Graph Connectionist Temporal Classification for Phoneme Recognition
This addresses a specific bottleneck in phoneme recognition for speech processing by enabling better training from noisy supervision, though it is incremental as it builds on existing methods.
The paper tackled the problem of training Automatic Phoneme Recognition systems with ambiguous pronunciations from Grapheme-to-Phoneme systems by adapting Graph Temporal Classification to handle multiple phoneme sequences, resulting in improved phoneme error rates on English and Dutch datasets.

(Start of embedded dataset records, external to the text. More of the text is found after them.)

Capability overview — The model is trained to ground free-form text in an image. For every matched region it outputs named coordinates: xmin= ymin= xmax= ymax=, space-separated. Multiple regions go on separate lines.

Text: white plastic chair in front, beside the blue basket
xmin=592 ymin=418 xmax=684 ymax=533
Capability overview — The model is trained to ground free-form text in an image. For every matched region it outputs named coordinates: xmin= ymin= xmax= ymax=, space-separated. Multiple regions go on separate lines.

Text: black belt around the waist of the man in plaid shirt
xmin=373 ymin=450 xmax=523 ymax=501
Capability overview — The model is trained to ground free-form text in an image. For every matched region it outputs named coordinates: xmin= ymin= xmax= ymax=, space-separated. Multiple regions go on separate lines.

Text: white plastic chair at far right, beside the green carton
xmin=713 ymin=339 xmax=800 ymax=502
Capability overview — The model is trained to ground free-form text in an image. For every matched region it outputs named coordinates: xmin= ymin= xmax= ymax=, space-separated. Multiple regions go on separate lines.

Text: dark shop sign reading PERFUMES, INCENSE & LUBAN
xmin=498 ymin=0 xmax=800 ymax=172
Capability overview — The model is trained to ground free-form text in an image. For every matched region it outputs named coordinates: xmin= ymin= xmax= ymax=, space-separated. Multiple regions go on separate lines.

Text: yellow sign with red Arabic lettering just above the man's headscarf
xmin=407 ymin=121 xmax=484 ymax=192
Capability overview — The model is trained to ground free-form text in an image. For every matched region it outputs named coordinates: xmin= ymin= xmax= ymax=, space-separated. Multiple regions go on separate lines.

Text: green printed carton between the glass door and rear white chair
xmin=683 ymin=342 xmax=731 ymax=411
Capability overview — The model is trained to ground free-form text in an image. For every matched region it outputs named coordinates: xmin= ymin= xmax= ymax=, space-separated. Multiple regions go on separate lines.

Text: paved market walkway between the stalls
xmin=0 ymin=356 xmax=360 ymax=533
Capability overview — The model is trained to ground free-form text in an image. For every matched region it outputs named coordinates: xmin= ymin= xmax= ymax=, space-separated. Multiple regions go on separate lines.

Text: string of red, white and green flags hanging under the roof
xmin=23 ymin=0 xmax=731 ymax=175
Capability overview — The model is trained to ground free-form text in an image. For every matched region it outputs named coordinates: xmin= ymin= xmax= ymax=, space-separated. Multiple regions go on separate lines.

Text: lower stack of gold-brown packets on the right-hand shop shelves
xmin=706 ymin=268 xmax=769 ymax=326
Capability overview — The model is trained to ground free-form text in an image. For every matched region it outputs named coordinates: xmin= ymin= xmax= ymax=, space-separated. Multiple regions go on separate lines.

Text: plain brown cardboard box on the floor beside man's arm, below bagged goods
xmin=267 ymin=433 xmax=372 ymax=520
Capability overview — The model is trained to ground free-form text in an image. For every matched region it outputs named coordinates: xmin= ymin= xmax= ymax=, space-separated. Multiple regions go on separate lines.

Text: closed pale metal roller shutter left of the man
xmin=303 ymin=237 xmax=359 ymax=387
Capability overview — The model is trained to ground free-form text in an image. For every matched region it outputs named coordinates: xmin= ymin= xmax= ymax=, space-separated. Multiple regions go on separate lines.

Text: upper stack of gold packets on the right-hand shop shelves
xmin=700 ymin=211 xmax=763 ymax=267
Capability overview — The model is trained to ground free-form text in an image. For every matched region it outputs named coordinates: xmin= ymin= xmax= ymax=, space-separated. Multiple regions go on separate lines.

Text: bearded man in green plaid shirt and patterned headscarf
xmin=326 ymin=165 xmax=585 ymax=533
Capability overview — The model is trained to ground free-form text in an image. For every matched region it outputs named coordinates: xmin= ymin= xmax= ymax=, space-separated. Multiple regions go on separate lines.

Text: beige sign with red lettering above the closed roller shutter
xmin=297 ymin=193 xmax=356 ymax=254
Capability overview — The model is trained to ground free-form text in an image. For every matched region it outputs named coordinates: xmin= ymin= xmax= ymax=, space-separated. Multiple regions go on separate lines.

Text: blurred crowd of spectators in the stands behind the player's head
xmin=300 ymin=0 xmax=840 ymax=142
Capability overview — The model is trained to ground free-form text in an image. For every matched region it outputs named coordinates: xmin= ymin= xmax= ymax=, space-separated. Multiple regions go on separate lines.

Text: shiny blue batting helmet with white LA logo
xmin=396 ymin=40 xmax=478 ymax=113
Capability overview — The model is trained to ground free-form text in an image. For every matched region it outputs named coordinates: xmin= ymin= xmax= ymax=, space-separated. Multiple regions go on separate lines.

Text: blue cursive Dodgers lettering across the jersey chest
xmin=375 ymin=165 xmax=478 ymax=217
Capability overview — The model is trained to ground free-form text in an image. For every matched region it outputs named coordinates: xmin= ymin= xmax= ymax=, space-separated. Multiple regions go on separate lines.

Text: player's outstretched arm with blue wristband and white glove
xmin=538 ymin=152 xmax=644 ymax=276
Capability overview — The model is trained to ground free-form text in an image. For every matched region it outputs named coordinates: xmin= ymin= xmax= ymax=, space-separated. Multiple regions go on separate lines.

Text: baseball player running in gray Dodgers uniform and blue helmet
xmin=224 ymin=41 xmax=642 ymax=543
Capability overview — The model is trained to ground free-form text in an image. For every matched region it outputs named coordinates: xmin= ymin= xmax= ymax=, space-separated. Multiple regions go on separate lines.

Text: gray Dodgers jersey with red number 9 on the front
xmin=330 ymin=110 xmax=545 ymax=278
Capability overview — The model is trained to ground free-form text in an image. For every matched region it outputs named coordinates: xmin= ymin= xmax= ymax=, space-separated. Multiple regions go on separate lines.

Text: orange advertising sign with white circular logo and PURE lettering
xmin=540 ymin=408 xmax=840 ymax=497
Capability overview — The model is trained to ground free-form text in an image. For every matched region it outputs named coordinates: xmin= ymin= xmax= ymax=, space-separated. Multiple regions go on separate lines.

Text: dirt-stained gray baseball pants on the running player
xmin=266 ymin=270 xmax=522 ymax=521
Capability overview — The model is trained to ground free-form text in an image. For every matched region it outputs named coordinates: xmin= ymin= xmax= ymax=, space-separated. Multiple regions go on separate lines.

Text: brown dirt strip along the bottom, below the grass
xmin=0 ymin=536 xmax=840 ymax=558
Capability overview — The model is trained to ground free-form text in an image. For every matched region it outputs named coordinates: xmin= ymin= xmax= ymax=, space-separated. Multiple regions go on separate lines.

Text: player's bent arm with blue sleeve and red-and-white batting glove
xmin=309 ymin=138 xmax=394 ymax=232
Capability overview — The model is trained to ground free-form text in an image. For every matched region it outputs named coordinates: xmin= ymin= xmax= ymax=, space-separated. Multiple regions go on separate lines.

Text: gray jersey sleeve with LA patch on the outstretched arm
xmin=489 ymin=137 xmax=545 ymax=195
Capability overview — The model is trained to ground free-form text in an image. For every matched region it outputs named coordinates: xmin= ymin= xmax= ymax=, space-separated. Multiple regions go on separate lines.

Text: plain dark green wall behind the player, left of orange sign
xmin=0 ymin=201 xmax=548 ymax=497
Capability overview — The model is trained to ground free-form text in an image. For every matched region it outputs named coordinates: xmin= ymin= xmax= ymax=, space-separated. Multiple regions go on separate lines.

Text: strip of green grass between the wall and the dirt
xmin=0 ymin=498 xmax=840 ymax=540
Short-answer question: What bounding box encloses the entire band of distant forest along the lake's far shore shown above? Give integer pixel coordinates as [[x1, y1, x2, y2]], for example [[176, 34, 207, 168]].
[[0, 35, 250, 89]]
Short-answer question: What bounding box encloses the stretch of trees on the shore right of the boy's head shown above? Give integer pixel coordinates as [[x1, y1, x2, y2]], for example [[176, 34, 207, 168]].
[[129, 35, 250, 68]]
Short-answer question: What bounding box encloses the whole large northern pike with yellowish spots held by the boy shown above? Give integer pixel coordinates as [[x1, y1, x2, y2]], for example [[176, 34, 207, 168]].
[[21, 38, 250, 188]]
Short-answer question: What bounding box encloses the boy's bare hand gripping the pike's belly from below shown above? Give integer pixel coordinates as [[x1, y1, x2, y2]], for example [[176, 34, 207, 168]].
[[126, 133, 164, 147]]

Automatic Phoneme Recognition (APR) systems are often trained using pseudo phoneme-level annotations generated from text through Grapheme-to-Phoneme (G2P) systems. These G2P systems frequently output multiple possible pronunciations per word, but the standard Connectionist Temporal Classification (CTC) loss cannot account for such ambiguity during training. In this work, we adapt Graph Temporal Classification (GTC) to the APR setting. GTC enables training from a graph of alternative phoneme sequences, allowing the model to consider multiple pronunciations per word as valid supervision. Our experiments on English and Dutch data sets show that incorporating multiple pronunciations per word into the training loss consistently improves phoneme error rates compared to a baseline trained with CTC. These results suggest that integrating pronunciation variation into the loss function is a promising strategy for training APR systems from noisy G2P-based supervision.